Entretanto, os pacientes morais apresentam diferenças entre si que cabe aqui relevar. Para Regan (2004b, p. 153) há importantes distinções a se considerar sobre os pacientes morais. Indivíduos que são conscientes e sencientes, isto é, que experimentam dor e prazer, apesar de terem maiores limitações cognitivas são significantemente distintos de indivíduos onde se verifica, além da consciência e senciência, habilidades de maior complexidade cognitiva como vontades, preferências, crenças e memória. Regan (2004b, p. 153) afirma que muitos animais podem se enquadrar na mesma categoria ou ainda se situar, de acordo com suas peculiaridades, em um patamar de maior complexidade assemelhando-se a alguns seres humanos, como bebês, algumas crianças, adultos com deficiência mental ou debilitações graves que lhes destituam de autonomia. A esta diferença entre pacientes morais inferem-se diferenças de status moral, variando, portanto, a consideração que se tem por eles. Regan (2004b, p. 153) foca sua atenção, primeiramente, naqueles que apresentam um maior universo cognitivo, ou seja, todo

[...] aquele que apresenta desejos e crenças, que percebe, recorda, e pode agir intencionalmente, que tem senso de futuro, incluindo seu próprio futuro (isto é, autoconsciente), que possui uma vida emocional, que tem uma identidade psicofísica através do tempo, que tem uma espécie de autonomia (a saber, autonomia preferencial), aquele que tem a capacidade de experimentar bem estar.

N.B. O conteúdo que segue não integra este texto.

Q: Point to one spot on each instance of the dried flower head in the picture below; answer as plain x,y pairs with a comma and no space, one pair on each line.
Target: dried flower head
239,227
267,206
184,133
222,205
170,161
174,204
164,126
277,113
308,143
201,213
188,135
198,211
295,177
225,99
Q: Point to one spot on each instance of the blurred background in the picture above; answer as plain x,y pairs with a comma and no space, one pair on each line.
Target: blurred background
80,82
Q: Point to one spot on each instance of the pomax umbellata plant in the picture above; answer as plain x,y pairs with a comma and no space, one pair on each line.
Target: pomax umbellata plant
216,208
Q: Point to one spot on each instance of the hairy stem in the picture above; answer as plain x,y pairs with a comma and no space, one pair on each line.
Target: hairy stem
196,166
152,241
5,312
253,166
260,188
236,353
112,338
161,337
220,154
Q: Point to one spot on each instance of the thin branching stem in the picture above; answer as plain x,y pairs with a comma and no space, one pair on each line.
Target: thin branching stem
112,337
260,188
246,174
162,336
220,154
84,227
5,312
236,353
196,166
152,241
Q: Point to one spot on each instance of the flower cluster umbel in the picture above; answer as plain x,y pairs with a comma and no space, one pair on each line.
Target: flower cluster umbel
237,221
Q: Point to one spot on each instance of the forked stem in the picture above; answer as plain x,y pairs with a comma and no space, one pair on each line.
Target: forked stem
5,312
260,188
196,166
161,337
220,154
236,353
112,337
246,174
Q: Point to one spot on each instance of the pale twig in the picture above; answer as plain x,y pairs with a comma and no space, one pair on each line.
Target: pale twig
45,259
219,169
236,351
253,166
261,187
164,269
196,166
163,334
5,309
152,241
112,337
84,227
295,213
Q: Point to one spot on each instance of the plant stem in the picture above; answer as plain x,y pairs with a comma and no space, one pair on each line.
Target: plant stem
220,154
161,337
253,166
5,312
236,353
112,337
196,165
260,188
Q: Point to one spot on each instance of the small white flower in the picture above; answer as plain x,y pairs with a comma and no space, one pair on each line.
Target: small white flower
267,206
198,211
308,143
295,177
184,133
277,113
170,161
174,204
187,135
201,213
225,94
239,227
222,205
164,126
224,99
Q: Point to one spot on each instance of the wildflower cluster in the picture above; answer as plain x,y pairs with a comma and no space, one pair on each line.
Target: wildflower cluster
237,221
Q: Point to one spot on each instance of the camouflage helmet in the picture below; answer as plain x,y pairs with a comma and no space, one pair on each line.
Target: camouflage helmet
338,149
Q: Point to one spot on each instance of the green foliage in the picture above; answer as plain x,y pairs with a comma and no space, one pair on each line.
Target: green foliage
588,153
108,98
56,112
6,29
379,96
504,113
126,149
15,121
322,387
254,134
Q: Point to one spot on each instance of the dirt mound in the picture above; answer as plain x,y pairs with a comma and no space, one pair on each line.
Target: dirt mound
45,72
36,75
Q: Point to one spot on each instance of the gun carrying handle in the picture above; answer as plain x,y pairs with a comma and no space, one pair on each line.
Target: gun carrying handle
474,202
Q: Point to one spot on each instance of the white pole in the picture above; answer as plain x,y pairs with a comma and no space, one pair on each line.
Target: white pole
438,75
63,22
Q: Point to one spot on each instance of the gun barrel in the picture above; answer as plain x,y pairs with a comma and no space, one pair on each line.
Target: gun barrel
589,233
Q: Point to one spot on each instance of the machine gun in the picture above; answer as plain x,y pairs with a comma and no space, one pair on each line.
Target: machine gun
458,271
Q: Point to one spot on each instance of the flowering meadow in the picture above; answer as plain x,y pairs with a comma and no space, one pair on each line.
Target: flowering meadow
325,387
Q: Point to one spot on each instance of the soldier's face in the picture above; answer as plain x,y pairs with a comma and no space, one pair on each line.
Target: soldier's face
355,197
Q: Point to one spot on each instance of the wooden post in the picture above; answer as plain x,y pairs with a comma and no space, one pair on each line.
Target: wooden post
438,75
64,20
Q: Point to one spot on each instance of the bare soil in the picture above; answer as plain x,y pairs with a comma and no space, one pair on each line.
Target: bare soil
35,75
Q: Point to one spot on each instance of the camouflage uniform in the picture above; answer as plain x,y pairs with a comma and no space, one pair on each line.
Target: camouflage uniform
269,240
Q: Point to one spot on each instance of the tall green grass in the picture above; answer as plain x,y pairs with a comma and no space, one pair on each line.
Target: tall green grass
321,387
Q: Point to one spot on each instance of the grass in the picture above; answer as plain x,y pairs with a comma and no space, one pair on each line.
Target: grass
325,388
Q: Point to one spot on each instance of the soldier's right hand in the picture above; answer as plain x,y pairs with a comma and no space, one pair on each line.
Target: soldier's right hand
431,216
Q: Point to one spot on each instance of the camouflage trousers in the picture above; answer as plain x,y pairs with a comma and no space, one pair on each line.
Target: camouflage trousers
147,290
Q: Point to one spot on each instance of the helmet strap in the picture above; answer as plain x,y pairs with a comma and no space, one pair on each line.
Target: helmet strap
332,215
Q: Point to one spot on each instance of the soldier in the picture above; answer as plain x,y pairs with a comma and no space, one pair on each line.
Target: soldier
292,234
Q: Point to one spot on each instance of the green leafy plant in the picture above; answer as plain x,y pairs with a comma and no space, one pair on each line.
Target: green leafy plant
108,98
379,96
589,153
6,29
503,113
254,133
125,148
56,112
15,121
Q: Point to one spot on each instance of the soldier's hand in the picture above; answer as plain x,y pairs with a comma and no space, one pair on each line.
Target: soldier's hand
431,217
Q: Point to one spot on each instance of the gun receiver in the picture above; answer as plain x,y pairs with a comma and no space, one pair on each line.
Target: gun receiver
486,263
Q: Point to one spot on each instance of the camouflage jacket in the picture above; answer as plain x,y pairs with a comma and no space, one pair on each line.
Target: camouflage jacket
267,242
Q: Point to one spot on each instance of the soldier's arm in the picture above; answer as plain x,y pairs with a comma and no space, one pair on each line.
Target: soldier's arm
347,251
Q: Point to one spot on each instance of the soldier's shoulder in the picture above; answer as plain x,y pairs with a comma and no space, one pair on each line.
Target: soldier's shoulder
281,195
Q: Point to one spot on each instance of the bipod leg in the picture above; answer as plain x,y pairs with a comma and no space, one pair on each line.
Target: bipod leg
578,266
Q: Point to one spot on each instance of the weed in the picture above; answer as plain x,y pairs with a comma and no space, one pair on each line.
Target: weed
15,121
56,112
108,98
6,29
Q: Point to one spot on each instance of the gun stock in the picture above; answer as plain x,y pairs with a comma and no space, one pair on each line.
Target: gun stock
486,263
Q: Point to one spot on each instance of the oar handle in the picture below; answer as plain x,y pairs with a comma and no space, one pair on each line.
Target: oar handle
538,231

É de interesse notar que muitos seres humanos que não são agentes morais apresentam tais habilidades descritas. Regan (2004b) então questiona onde traçar a linha que diferencia pacientes morais humanos de agentes morais humanos, sobretudo, como abordar essa questão no caso de animais não-humanos.

É preciso atentar-se para o fato de que, mesmo não existindo a capacidade dos pacientes morais em avaliar sobre o que é certo ou errado e agir conforme essa avaliação, eles podem ser afetados em diversas proporções pelas decisões e ações dos agentes morais, que como visto, fazem razão ao agir, ponderando sobre o certo e errado, o que os torna responsáveis por seus atos. Mas independentemente da capacidade dos pacientes morais de agir conforme o que é certo ou errado, não parece correto legitimar, de acordo com o senso comum, muitas brutalidades acometidas sobre uma criança apenas por ela não saber distinguir sobre o que é errado ou não, apenas por ela ser paciente moral. Mas a partir da perspectiva dos direitos indiretos, só se têm deveres diretos para com os próprios agentes morais, pois apenas estes podem decidir e agir conforme o que é correto ou não, ou seja, por haver reciprocidade na relação entre agentes morais, apenas estes fazem parte da comunidade moral e apenas a estes é conferida direta consideração. Nesta medida, a consideração que se tem para com uma criança não é em função dela mesma, mas em respeito àqueles que são seus responsáveis, ou seja, é um dever indireto. Se as crianças, os idosos gravemente debilitados e os adultos mentalmente comprometidos estão, de acordo com essa ótica, fora do patamar de consideração direta, os animais, de certo, também se encontram (Regan T, 2004b, pp. 154-155).

Regan (2004b, p. 155) faz ainda uma ressalva de que essa perspectiva dos deveres indiretos pode não ser uma forma de especismo, uma vez que os pacientes morais são excluídos da comunidade moral não por serem animais que não pertencem a espécie Homo sapiens, mas por lhes faltarem habilidades que lhes permitam um relacionamento recíproco com os agente morais. Vale então lembrar que esses mesmos pacientes morais podem também pertencer à espécie humana.

O que importa fundamentalmente saber é que Regan (2004b) vem argumentar que não há diferença moral significante entre agentes e pacientes morais, isto é, ter direitos morais independe da condição de agente ou paciente. E desta forma, questiona que se os humanos ‘não- paradigmáticos’ – bebês, mentalmente debilitados, entre outros, destituídos de autonomia – têm direitos morais perante a sociedade contemporânea, porque certos animais que se encontram em igual situação cognitiva ou superior a esses humanos não os podem possuir?